MENLO PARK, Calif. (KGO) -- The Bay Area's booming economy is adding more cars on the road, but that added congestion is more than just a headache. First responders in the Bay Area say it's becoming a matter of life or death.

Video from a dash camera on a Menlo Park Fire Protection District engine shows how narrow lanes and median strips impeded the response to an accident on the Dumbarton Bridge.

It took first responders 16 minutes to get to the scene, but their goal is seven minutes.

"There's nowhere for the traffic to go, it is gridlock. So as you saw in the video, six minutes out of 16, we traveled the wrong way down the road. There is no other alternative," Menlo Park Fire Protection District Chief Harold Schapelhouman said.

On Tuesday it took emergency crews 10 minutes to get to a fatal motor cycle accident on Highway 101 in Palo Alto.

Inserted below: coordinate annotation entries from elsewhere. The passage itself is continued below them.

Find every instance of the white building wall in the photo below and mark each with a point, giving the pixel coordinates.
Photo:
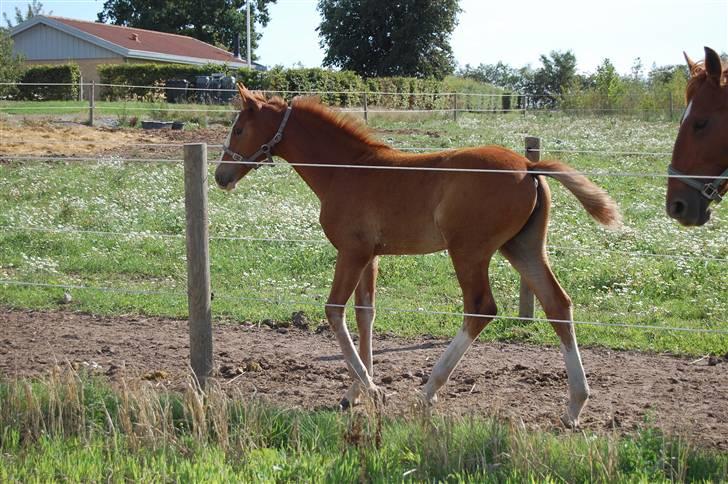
(46, 43)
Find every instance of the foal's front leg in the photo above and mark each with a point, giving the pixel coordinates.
(349, 267)
(364, 299)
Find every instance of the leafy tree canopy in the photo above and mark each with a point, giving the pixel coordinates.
(211, 21)
(384, 38)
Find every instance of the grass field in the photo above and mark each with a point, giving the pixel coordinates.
(76, 429)
(651, 273)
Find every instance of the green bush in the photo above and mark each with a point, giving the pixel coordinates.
(55, 83)
(335, 88)
(120, 75)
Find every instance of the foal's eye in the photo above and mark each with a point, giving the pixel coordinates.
(700, 124)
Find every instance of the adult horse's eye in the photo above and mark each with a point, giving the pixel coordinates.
(700, 124)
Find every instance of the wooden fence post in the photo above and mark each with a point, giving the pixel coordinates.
(91, 103)
(527, 301)
(198, 261)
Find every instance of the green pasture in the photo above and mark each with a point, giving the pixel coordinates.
(652, 273)
(73, 428)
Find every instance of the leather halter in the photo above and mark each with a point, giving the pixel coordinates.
(710, 190)
(265, 149)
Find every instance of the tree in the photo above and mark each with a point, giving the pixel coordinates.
(609, 85)
(34, 8)
(553, 78)
(499, 74)
(211, 21)
(385, 38)
(11, 66)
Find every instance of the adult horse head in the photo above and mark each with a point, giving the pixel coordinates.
(699, 165)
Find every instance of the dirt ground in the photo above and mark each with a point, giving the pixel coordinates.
(57, 137)
(298, 366)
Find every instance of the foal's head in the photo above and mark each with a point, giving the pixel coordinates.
(255, 127)
(701, 147)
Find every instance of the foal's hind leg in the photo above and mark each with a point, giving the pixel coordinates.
(365, 312)
(472, 272)
(527, 253)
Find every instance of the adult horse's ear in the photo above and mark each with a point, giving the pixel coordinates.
(248, 99)
(713, 65)
(691, 63)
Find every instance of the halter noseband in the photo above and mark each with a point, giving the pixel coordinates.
(710, 190)
(265, 149)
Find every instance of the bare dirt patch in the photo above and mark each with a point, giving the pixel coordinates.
(42, 137)
(298, 367)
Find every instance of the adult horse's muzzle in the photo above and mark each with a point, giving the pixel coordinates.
(688, 198)
(687, 206)
(227, 175)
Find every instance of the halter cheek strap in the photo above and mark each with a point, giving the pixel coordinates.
(265, 149)
(711, 190)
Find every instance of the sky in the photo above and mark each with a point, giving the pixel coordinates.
(516, 32)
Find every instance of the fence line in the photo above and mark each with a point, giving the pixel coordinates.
(493, 110)
(400, 148)
(469, 170)
(102, 159)
(374, 167)
(231, 238)
(271, 91)
(378, 308)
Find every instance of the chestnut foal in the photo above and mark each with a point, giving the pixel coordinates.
(416, 204)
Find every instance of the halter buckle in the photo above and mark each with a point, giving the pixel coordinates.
(710, 192)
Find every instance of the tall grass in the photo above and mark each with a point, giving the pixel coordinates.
(71, 427)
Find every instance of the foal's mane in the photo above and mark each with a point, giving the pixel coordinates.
(343, 121)
(698, 75)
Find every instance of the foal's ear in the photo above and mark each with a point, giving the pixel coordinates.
(248, 99)
(713, 65)
(691, 63)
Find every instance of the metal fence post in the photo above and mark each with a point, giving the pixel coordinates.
(198, 261)
(92, 103)
(527, 301)
(455, 106)
(366, 110)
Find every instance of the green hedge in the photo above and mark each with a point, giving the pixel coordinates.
(68, 74)
(336, 88)
(158, 74)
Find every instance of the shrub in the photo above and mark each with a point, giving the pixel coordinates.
(66, 78)
(121, 75)
(336, 88)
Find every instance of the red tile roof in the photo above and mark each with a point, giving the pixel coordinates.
(150, 41)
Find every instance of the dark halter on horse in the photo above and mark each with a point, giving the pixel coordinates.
(710, 190)
(265, 149)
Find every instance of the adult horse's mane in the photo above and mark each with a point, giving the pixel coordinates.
(344, 121)
(698, 74)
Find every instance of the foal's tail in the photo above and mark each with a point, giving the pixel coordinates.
(594, 199)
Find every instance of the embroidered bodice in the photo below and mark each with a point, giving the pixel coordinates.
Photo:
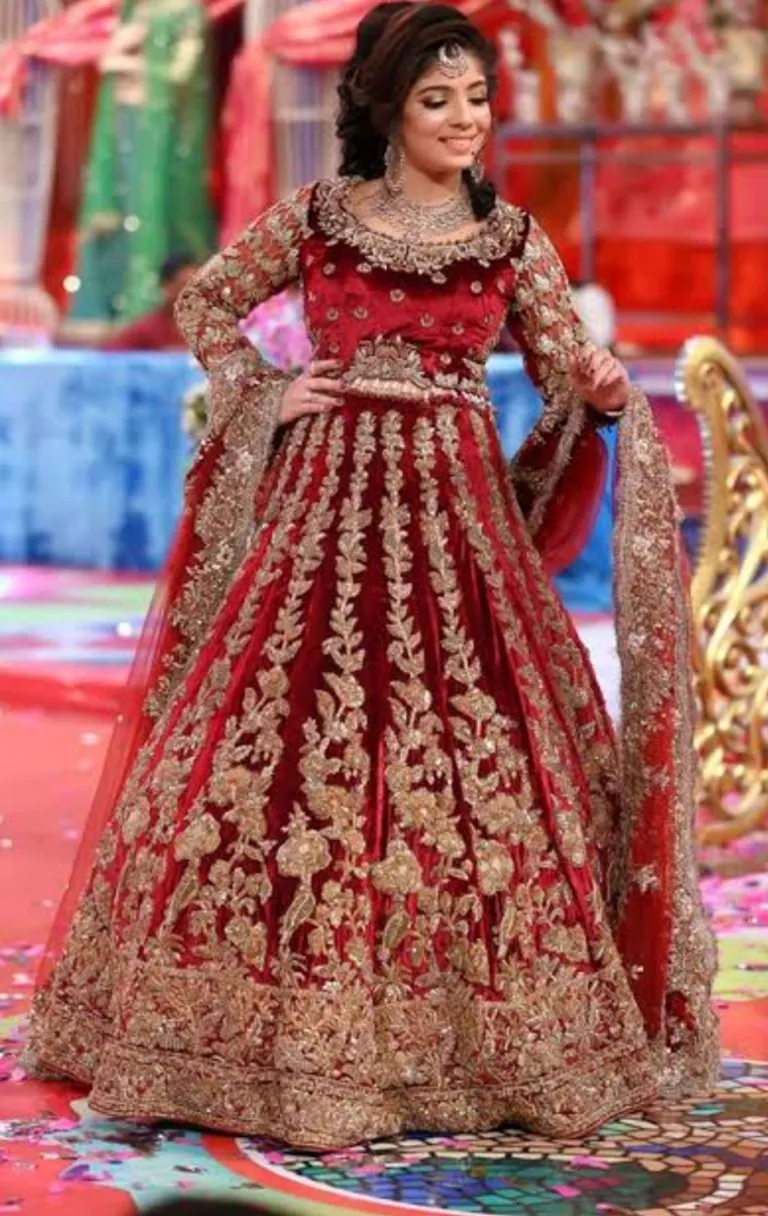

"When your actual response time is double the response time you want to have, it's a problem," president of the Menlo Park Fire Protection District Board Virginia Chang said.

"It's a thriving economy. It's people who can look at an app on their phone and find a way around the traffic and end up on your residential street. Years ago, only we knew those shortcuts," Schapelhouman said.

Atherton considered reducing traffic on parts of busy El Camino from six lanes to only four to add bike lanes -- things emergency responders say would make their job harder.

Fire officials hope that building public awareness about the obstacle courses emergency vehicles have to navigate will make communities think twice about adding things like tree-lined medians and bike lanes.